Global Non‑Uniform Pruning Ratio Estimation
- The framework augments mask‑based importance metrics (as used in SoBP) with a PCA‑aware simulation of post‑compression activation distributions. By estimating how the rank of compressed activations changes after applying the intra‑module PCA, the method adjusts pruning ratios per block to balance importance and distribution shift.
- This yields a data‑driven, non‑uniform sparsity schedule that outperforms uniform pruning and recent global‑search methods such as OWL, BESA, and Týr‑the‑Prune.
Experimental Validation
- The authors evaluate IntraSlice on Llama2‑7B, Llama3‑8B, and the Phi series across a suite of language benchmarks (e.g., zero‑shot QA, summarization, and reasoning tasks).
- Compression ratios ranging from 30 % to 50 % are applied. In every setting, IntraSlice achieves lower perplexity and higher task‑specific accuracy than baselines including SliceGPT, SP³, DISP‑LLM, and coarse‑grained layer pruning.

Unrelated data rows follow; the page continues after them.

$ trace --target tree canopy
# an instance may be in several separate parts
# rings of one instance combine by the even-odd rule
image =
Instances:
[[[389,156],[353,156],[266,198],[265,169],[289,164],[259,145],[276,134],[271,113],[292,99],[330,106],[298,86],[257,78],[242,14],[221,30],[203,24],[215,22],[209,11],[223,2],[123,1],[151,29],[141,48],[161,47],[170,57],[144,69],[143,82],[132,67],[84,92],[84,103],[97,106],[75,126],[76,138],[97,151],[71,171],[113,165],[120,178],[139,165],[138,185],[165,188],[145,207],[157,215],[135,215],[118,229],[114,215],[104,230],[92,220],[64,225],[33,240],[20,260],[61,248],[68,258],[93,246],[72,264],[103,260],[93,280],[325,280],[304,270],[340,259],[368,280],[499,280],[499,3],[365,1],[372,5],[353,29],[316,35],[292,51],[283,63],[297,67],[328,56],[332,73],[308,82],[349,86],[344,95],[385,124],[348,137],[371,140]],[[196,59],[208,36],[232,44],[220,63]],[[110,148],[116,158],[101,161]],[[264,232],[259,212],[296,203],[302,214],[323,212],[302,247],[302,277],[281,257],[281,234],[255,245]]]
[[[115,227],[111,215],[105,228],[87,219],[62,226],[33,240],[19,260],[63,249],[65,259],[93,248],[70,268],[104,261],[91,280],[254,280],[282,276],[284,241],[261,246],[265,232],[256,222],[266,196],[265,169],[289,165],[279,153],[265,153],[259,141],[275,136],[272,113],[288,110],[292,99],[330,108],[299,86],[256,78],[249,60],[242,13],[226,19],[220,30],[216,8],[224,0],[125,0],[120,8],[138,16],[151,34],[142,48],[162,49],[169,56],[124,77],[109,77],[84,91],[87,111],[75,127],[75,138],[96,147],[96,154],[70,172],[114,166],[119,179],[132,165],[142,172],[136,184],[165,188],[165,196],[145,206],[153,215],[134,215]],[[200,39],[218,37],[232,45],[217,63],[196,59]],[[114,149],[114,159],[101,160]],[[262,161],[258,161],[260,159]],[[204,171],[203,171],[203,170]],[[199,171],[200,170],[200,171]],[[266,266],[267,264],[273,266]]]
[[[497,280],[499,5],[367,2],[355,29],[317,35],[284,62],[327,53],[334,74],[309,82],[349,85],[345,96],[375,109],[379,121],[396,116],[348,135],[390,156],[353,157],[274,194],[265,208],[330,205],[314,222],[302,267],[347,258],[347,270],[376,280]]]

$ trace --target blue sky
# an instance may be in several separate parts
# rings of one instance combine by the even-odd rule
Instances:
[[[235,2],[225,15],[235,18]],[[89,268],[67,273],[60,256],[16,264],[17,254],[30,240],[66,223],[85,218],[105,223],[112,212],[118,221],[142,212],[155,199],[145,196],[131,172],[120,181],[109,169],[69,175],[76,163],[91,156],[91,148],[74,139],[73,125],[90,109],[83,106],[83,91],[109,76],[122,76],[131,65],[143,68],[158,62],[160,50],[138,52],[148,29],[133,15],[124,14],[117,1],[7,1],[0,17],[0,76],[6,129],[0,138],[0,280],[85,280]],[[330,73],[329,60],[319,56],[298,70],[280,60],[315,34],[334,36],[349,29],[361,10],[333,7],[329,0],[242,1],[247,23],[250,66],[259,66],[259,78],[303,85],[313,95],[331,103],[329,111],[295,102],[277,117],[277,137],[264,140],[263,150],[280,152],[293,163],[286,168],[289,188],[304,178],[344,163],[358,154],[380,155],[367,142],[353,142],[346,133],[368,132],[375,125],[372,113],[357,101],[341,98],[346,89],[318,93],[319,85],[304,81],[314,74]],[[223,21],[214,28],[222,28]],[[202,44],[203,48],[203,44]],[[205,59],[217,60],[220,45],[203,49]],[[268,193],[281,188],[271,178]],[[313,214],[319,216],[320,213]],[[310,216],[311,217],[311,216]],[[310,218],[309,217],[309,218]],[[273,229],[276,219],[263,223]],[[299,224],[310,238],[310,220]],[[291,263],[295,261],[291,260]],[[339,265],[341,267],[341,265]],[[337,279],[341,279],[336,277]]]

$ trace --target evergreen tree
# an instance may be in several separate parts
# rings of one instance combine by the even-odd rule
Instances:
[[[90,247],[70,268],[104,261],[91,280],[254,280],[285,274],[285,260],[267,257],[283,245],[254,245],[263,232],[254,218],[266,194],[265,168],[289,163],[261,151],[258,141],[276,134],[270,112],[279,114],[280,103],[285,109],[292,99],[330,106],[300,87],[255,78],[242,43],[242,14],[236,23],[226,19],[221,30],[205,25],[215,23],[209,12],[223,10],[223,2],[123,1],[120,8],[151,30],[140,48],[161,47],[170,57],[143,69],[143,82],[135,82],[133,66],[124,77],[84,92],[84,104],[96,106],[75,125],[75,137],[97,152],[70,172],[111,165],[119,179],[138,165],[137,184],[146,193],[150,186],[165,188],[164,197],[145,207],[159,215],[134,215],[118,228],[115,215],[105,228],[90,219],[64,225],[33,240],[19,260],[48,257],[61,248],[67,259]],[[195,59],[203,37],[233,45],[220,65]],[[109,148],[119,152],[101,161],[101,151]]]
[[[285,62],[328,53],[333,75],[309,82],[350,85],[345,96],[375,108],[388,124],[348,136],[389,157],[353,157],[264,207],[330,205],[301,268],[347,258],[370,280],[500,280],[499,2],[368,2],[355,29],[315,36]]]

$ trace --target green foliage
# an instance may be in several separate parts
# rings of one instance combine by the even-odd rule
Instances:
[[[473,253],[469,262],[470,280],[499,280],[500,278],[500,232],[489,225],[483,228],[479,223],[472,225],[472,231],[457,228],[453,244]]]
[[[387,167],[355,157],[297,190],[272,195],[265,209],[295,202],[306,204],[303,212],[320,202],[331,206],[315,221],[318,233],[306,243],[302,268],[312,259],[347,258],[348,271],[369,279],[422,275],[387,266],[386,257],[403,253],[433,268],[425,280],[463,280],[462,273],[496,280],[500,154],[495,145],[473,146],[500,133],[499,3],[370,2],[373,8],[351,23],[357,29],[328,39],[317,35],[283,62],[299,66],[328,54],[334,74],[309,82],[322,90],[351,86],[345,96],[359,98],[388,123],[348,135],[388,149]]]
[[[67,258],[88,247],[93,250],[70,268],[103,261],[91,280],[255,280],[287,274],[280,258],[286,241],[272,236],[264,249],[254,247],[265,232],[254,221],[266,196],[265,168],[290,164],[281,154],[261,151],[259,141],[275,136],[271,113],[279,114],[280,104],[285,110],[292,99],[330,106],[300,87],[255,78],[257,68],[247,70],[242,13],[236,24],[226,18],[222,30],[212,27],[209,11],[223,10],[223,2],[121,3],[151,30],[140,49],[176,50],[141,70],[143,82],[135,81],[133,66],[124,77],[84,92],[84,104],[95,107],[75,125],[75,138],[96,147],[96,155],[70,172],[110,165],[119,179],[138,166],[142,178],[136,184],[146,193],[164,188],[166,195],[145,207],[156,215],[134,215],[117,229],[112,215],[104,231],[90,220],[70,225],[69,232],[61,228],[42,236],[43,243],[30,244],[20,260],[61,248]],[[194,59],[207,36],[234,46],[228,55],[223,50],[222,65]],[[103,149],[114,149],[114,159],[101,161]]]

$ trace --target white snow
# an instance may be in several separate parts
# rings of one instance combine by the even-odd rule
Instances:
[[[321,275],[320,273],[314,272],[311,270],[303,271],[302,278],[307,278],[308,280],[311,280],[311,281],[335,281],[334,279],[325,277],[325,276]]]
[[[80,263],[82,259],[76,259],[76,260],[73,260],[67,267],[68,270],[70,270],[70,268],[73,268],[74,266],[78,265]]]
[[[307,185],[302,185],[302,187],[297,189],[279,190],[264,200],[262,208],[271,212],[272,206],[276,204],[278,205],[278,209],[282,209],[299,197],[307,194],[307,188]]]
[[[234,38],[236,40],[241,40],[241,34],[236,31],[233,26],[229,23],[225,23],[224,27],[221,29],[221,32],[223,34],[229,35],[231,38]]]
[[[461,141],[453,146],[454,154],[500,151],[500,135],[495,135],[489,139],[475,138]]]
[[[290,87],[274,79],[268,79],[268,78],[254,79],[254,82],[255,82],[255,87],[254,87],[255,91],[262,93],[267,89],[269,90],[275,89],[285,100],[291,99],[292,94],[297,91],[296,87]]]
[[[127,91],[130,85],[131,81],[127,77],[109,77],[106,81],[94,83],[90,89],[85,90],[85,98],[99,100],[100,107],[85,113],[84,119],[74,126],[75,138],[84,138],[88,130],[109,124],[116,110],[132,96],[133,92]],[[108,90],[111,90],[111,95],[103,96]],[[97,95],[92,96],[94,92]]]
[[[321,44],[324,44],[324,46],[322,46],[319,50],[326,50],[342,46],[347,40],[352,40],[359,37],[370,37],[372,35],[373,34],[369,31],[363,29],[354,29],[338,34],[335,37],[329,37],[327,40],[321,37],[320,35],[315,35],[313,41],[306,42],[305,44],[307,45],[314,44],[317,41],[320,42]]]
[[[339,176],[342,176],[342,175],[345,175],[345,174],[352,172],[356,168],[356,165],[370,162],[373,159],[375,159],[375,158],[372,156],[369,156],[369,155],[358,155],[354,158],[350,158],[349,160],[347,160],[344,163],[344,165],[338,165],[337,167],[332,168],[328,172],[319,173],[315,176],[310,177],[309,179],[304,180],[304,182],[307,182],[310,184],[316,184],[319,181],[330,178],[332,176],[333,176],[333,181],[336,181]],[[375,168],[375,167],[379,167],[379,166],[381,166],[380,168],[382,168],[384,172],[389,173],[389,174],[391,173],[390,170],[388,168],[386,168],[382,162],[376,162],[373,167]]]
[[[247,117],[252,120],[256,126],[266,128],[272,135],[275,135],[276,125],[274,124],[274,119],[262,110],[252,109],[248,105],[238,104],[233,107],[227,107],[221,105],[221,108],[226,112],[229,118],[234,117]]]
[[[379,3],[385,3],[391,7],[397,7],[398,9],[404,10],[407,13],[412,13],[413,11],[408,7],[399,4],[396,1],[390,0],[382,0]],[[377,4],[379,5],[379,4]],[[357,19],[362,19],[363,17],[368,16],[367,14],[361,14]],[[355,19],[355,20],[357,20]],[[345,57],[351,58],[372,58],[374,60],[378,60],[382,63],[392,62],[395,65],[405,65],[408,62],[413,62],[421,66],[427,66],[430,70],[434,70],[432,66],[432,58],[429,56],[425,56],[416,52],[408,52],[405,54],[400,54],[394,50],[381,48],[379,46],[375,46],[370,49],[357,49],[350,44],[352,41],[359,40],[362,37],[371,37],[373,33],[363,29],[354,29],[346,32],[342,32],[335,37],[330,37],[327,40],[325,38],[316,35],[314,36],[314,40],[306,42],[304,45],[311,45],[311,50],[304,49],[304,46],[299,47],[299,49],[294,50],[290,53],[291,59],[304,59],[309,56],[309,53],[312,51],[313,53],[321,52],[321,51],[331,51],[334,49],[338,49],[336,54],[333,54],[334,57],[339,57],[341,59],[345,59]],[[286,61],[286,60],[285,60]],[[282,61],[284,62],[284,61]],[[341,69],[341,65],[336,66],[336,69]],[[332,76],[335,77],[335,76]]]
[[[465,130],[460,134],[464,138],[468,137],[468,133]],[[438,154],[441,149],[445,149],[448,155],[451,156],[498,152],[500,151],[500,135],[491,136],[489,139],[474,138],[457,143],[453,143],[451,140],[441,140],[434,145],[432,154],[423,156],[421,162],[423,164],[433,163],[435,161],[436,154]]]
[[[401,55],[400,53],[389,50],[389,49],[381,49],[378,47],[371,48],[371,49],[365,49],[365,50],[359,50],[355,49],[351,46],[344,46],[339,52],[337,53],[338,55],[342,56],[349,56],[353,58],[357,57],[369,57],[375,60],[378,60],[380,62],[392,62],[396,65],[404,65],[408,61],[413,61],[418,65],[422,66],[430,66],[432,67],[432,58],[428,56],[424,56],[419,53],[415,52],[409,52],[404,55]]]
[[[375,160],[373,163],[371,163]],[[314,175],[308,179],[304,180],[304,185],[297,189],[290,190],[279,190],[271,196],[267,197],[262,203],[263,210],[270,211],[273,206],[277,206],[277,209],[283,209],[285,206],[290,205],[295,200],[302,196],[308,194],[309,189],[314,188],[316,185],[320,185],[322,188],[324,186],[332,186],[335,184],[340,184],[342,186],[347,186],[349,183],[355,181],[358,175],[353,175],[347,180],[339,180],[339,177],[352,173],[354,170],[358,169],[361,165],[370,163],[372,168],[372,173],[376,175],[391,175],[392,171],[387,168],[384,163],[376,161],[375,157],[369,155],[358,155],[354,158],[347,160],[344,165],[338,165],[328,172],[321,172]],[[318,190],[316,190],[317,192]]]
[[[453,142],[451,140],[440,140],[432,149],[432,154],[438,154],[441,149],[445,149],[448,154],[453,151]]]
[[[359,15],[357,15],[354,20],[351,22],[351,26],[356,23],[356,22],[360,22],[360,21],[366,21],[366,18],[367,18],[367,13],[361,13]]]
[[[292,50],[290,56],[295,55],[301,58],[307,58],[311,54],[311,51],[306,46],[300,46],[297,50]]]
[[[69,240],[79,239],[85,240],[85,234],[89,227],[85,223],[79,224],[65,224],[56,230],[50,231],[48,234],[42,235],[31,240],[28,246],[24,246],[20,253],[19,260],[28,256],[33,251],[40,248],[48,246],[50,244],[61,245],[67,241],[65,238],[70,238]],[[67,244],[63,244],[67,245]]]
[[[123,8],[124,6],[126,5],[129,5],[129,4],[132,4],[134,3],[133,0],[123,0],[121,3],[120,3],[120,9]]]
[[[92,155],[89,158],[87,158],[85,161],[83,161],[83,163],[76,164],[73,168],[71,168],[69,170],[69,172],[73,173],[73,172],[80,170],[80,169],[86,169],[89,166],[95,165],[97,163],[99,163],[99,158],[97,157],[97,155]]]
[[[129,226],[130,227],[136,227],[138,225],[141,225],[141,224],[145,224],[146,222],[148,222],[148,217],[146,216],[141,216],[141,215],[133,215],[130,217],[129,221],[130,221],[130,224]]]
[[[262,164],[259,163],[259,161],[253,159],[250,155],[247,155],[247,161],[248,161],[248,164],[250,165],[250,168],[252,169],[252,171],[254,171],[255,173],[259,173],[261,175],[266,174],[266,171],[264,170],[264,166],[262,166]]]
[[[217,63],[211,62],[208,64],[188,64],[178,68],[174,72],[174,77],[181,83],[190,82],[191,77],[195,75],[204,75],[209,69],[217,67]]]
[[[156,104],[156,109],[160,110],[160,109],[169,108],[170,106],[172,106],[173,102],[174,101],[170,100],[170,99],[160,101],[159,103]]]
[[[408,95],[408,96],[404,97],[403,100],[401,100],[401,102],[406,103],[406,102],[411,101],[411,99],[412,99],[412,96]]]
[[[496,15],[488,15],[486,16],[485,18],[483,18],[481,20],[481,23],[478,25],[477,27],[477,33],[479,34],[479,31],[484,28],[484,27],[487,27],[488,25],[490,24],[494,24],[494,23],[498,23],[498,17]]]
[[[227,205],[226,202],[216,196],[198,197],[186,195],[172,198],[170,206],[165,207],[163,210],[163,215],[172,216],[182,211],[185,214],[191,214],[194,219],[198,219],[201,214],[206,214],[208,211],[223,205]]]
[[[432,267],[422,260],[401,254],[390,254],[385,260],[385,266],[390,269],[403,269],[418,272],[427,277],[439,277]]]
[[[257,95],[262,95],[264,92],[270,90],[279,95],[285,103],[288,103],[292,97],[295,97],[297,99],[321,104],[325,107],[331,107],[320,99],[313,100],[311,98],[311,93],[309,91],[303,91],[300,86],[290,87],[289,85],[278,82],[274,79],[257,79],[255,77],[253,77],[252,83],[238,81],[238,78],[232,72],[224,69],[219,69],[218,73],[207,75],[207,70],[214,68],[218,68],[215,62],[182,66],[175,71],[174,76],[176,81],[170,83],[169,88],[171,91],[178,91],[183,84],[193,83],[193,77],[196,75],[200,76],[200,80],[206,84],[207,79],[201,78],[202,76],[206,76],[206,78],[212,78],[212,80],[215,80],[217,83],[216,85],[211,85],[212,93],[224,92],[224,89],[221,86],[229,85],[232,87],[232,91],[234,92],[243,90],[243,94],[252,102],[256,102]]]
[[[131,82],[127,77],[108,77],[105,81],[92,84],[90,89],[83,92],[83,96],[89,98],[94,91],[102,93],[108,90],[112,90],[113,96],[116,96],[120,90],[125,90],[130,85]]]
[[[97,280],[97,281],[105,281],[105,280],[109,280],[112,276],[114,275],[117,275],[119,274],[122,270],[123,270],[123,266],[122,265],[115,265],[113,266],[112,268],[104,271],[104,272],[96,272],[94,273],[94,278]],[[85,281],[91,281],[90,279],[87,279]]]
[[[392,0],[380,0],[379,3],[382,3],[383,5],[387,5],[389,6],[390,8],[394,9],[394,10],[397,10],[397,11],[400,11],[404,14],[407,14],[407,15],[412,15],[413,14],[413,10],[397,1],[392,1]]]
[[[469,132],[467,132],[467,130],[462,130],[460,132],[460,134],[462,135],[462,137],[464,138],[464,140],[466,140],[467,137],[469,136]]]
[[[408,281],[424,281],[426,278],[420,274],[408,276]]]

- Ablation studies confirm that intra‑module (block‑intra) PCA preserves activation rank far better than inter‑module (block‑inter) PCA, leading to reduced error accumulation through residual connections.
- Runtime measurements show that because all PCA matrices are fused into the original weights, inference speedups match those of conventional structured pruning without the extra latency of on‑the‑fly matrix multiplications.
Key Contributions
- Introduction of a block‑intra PCA framework that handles the non‑linearity of transformer modules and enables full weight fusion without extra parameters.
- Development of Adaptive Head Compression and Progressive Sliced Iterative PCA to address MHA and FFN specific challenges.
- A PCA‑aware global pruning ratio estimator that jointly considers traditional importance scores and the impact of compression on activation distributions.
- Comprehensive empirical evidence that the method consistently outperforms state‑of‑the‑art structured pruning techniques across multiple LLM families and tasks.
In summary, IntraSlice offers a practical, high‑performance pathway to compress large language models by moving PCA‑based compression inside transformer modules, thereby preserving activation statistics, eliminating additional runtime overhead, and delivering superior accuracy‑speed trade‑offs. This work paves the way for more efficient LLM deployment in real‑world applications where latency and memory constraints are critical.